Answer: Sometimes a small, simple change — like the colour of a light bulb — can have a major conservation impact
Correct. The final sentence states this directly: protecting a species "does not always need dramatic action — sometimes it just needs the right colour of light bulb." This question tests the overall argument, not a single fact.
1. Which option does not belong?
Answer: green
The passage mentions amber and red (turtle-safe bulbs) and white (ordinary bulbs) — green is never mentioned as a streetlight colour in the text.
2. Which option does not belong?
Answer: old age
The text names dehydration, predators, and being killed crossing roads (traffic accidents) as the dangers confused hatchlings face. Old age is never mentioned.
3. Which option does not belong?
Answer: banning all beach lighting completely
Elena's solution replaces lights with turtle-safe, downward-shining, amber-or-red LEDs — the text never describes a total lighting ban.
4. Which option does not belong?
Answer: fly
The passage describes hatchlings digging out of the sand, crawling to the sea, and swimming once they reach the water.

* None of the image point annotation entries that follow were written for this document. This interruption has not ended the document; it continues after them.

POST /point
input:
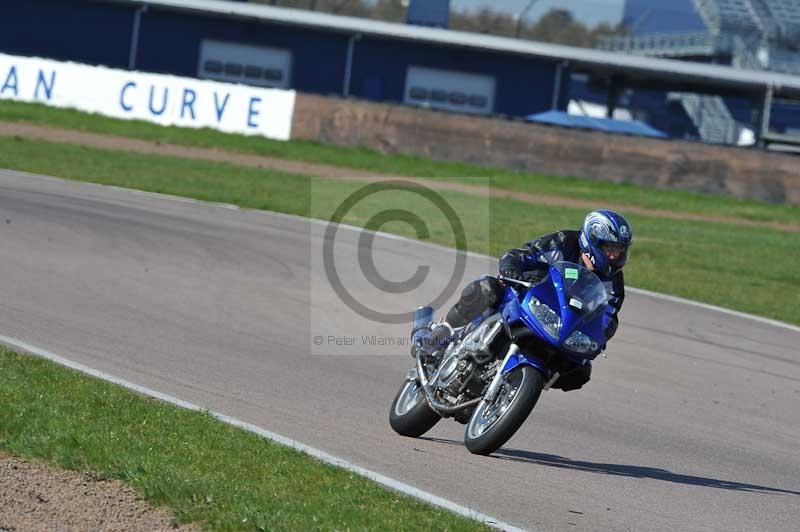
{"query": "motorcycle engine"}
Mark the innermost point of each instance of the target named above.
(455, 372)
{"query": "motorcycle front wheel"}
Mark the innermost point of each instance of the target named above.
(411, 415)
(492, 424)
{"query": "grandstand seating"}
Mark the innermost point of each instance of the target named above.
(751, 34)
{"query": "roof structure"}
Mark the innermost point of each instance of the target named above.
(664, 73)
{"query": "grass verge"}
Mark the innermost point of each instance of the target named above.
(739, 269)
(204, 470)
(367, 159)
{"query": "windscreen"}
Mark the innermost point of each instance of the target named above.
(585, 291)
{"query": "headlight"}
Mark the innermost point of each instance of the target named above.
(580, 343)
(548, 317)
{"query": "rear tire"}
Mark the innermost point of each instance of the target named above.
(491, 425)
(411, 415)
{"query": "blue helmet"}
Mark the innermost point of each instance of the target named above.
(605, 238)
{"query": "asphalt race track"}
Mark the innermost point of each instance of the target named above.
(692, 423)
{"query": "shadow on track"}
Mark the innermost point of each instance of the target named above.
(623, 470)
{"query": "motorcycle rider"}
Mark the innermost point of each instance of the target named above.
(601, 245)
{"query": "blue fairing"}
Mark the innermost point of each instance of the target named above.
(579, 302)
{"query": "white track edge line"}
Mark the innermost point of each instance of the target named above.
(396, 485)
(316, 221)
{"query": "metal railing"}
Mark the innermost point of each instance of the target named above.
(658, 44)
(710, 116)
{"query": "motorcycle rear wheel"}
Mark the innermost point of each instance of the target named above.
(491, 425)
(411, 415)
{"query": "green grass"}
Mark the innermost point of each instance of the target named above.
(367, 159)
(743, 268)
(204, 470)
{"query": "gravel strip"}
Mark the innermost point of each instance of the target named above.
(36, 497)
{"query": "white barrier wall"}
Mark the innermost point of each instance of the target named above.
(159, 98)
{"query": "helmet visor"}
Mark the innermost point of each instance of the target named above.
(615, 252)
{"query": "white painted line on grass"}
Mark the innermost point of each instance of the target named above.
(391, 483)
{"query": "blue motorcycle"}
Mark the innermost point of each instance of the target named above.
(491, 375)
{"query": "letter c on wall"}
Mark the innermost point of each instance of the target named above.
(129, 85)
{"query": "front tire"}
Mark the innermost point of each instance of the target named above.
(411, 415)
(491, 425)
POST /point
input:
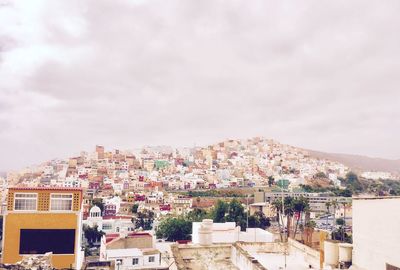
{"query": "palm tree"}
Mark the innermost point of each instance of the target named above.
(328, 205)
(289, 213)
(301, 205)
(278, 208)
(335, 205)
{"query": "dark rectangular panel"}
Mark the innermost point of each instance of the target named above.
(40, 241)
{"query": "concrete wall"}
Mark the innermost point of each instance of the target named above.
(256, 235)
(376, 232)
(311, 256)
(243, 260)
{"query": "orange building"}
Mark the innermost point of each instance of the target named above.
(40, 220)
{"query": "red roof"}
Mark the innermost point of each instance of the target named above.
(45, 188)
(117, 217)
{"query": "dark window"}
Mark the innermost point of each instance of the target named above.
(36, 241)
(391, 267)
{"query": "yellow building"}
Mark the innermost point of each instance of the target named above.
(40, 220)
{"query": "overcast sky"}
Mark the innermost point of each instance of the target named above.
(317, 74)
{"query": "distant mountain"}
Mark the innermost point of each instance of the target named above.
(361, 163)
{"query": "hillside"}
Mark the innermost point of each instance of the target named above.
(357, 162)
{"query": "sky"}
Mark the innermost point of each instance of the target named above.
(322, 75)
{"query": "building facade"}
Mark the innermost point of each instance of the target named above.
(40, 220)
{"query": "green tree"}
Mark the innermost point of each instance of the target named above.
(328, 206)
(92, 234)
(1, 227)
(271, 180)
(135, 208)
(144, 220)
(98, 202)
(300, 205)
(219, 211)
(196, 215)
(340, 221)
(173, 229)
(259, 220)
(235, 211)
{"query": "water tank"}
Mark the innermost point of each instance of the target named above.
(205, 232)
(345, 252)
(331, 253)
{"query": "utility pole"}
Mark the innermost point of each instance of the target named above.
(283, 214)
(247, 211)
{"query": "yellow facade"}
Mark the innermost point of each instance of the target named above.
(41, 218)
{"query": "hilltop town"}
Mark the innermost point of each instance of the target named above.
(155, 207)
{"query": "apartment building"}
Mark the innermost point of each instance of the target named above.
(40, 220)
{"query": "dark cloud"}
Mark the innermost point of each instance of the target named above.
(322, 75)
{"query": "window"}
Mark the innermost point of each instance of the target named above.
(61, 202)
(106, 226)
(25, 201)
(40, 241)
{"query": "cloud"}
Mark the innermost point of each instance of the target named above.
(130, 73)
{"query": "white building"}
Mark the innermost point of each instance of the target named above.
(131, 251)
(108, 224)
(376, 234)
(228, 232)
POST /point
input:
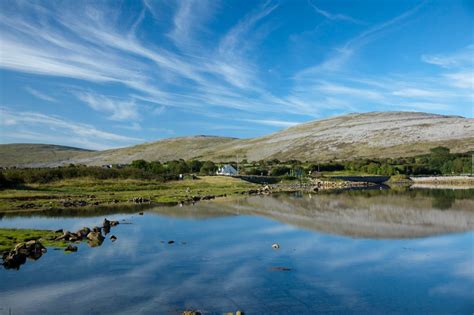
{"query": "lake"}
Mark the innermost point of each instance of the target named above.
(350, 252)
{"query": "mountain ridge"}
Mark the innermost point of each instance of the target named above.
(356, 135)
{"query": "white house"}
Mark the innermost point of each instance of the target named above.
(228, 170)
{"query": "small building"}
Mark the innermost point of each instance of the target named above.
(227, 170)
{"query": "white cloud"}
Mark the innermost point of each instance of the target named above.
(464, 79)
(462, 58)
(120, 110)
(40, 95)
(273, 123)
(334, 17)
(32, 125)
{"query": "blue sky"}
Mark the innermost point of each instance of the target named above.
(110, 74)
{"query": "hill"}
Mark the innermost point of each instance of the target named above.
(18, 154)
(371, 135)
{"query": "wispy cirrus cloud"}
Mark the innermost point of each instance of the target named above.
(40, 95)
(207, 58)
(41, 127)
(272, 122)
(334, 17)
(118, 109)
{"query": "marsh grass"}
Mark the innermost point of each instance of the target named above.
(116, 192)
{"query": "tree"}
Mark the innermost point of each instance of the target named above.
(208, 168)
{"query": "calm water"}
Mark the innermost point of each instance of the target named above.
(382, 252)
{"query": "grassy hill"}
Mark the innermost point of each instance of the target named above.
(378, 134)
(18, 154)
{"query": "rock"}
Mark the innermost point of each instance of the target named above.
(106, 226)
(83, 232)
(96, 229)
(32, 249)
(95, 236)
(140, 200)
(71, 248)
(13, 260)
(106, 223)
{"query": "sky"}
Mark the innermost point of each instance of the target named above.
(106, 74)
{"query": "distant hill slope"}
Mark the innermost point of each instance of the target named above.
(18, 154)
(378, 134)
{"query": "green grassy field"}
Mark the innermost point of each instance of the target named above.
(102, 193)
(10, 237)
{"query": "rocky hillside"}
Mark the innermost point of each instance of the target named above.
(21, 154)
(378, 134)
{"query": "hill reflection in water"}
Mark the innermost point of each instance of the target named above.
(366, 214)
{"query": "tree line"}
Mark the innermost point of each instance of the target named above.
(440, 161)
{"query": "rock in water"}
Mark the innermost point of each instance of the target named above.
(71, 248)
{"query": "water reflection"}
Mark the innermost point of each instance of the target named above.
(373, 214)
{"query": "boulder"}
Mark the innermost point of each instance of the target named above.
(71, 248)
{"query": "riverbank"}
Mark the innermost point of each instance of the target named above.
(88, 193)
(443, 180)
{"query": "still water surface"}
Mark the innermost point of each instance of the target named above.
(360, 252)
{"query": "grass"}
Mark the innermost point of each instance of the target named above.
(10, 237)
(116, 192)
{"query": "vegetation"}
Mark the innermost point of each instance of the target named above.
(438, 162)
(10, 237)
(177, 181)
(111, 192)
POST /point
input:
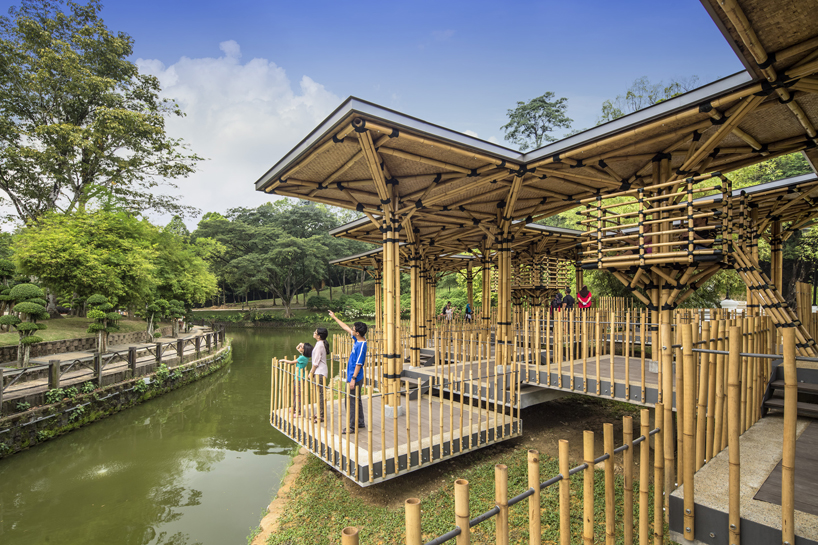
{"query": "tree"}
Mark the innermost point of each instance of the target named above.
(104, 318)
(30, 307)
(262, 250)
(90, 252)
(530, 123)
(642, 94)
(78, 121)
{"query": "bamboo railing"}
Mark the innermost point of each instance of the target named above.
(721, 369)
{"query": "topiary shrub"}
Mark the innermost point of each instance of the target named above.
(104, 319)
(29, 307)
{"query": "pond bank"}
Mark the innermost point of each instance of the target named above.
(79, 408)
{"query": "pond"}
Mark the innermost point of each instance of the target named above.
(197, 465)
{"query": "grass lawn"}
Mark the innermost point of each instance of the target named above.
(70, 328)
(321, 506)
(322, 502)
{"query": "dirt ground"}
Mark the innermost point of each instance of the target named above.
(543, 426)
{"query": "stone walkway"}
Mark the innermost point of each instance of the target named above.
(83, 368)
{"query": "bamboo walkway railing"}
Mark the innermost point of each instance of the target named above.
(715, 408)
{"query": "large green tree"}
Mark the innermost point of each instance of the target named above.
(90, 252)
(530, 123)
(641, 94)
(280, 247)
(78, 121)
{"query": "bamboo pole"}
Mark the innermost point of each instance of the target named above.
(658, 477)
(461, 511)
(534, 533)
(412, 511)
(790, 422)
(711, 391)
(565, 494)
(610, 512)
(689, 424)
(734, 430)
(644, 477)
(349, 536)
(721, 407)
(627, 462)
(588, 489)
(501, 501)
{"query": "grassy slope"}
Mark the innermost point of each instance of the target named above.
(70, 328)
(321, 506)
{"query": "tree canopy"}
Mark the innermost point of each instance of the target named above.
(530, 123)
(78, 121)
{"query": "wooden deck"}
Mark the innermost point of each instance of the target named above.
(575, 376)
(429, 429)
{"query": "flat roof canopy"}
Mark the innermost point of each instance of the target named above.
(453, 189)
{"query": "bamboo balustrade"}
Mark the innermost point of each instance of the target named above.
(710, 417)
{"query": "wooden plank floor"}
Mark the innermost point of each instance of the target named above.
(806, 475)
(425, 442)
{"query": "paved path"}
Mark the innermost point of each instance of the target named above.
(114, 361)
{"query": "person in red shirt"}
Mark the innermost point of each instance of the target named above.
(584, 298)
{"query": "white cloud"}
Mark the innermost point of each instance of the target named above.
(243, 117)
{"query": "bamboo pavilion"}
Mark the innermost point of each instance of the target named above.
(658, 211)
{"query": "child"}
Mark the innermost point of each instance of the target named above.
(300, 371)
(355, 371)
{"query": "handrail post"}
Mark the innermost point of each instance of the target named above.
(790, 421)
(501, 500)
(534, 533)
(461, 511)
(53, 374)
(98, 368)
(132, 360)
(412, 508)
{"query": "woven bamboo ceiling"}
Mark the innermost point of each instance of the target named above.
(444, 240)
(451, 192)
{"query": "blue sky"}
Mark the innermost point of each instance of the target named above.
(255, 77)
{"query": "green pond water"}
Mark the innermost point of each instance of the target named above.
(197, 465)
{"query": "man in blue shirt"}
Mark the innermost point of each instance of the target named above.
(355, 371)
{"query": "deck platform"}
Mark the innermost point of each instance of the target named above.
(428, 429)
(761, 453)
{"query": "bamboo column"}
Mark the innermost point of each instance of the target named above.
(689, 422)
(734, 430)
(565, 495)
(790, 421)
(415, 309)
(534, 533)
(501, 501)
(461, 511)
(588, 489)
(658, 477)
(412, 510)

Sea turtles never fly.
5. Which option does not belong?
Answer: tourist numbers increase significantly
The text states more hatchlings survive and more adult females return to a beach that still feels dark and safe. Tourist numbers are never mentioned as a result.
6. Which option does not belong?
Answer: streetlight
Moonlight, starlight, and sunlight are all natural light from the sky; a streetlight is artificial — the exact contrast the passage draws between safe natural light and dangerous artificial light.